Ha tenido manifestaciones artísticas a través de novelas como la clásica Fuenteovejuna, la música a través de Víctor Jara y hasta la caricatura de Quino; todas en un esfuerzo que llama a difusión.
Hoy las redes sociales sin duda facilitan este aspecto y la denuncia, como parte de un movimiento civil por vías no jurídicas, se ha adaptado. Un caso muy reciente es el de las protestas en Colombia, donde las manifestaciones ciudadanas se acompañaron de denuncias por redes sociales, a través de videos en vivo en los que narraban los sucesos en tiempo real y con breves explicaciones de los antecedentes.

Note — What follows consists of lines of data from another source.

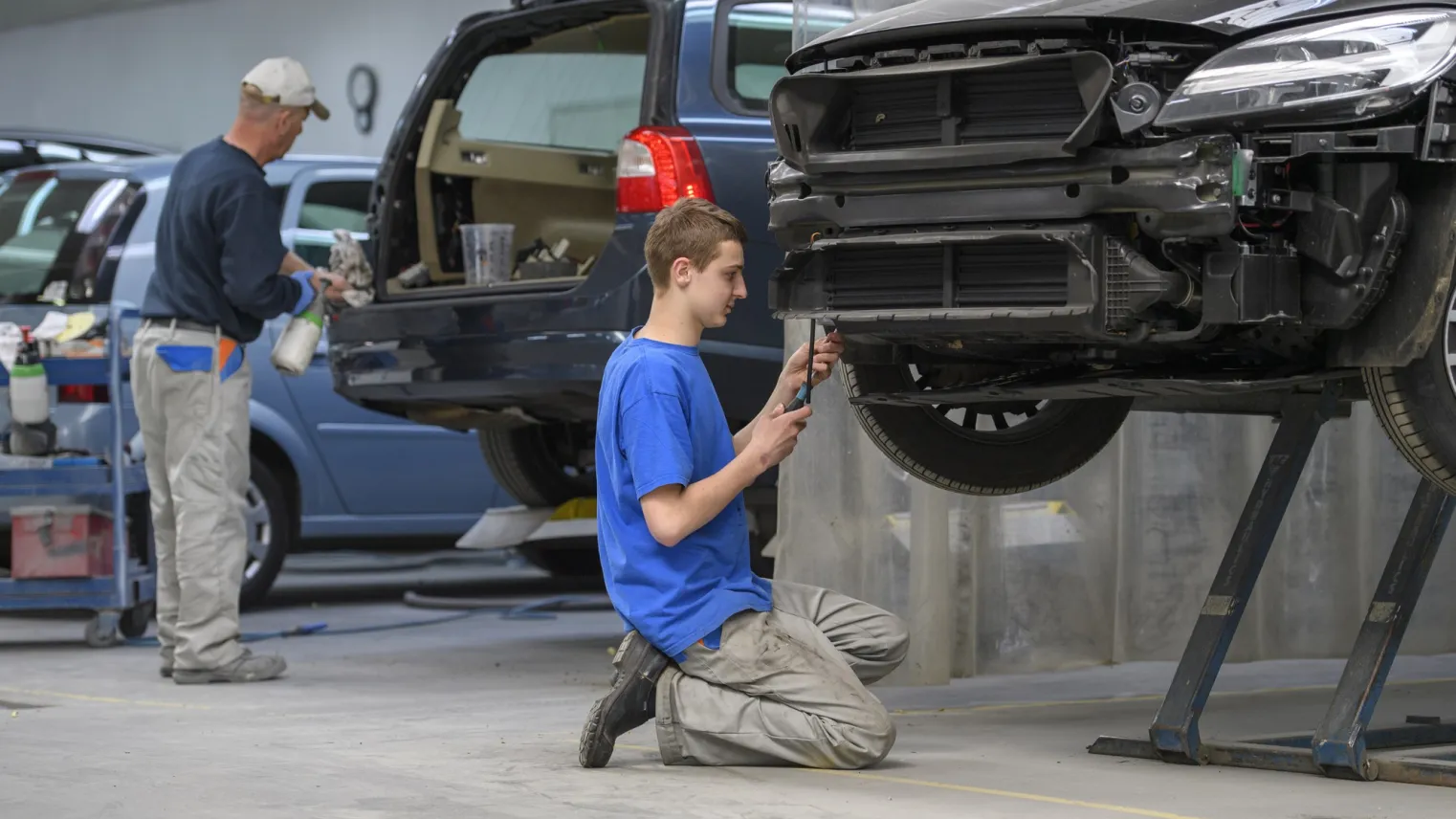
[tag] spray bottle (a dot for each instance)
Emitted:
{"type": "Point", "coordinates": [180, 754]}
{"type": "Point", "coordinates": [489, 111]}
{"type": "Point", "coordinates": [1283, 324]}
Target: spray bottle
{"type": "Point", "coordinates": [298, 342]}
{"type": "Point", "coordinates": [31, 428]}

Para el feminismo, movimiento con teoría y una trascendencia que se mide fácilmente en siglos, la denuncia también ha representado una de las acciones con mayor fuerza en los últimos años. Si bien, se encuentra fuera de los marcos legislativos y jurídicos, esta representa una de sus críticas ante los pocos resultados en resolución de justicia que dichos sistemas han retribuido a las víctimas; al mismo tiempo, se convierte en una fortaleza al no requerir un largo proceso burocrático que revictimiza y se permea de una misoginia profunda al arrastrar la idea de que las mujeres merecen incredulidad en sus declaraciones (visiblemente no se pudo en duda la brutalidad militar en los disturbios colombianos).
Desde el #MeToo hasta los recientes tendederos por las paternidades abandónicas, las activistas han establecido una facultad importante en la denuncia que se convierte en una propuesta para compensar los fallos del sistema gubernamental con una sentencia simple: le creemos a las víctimas.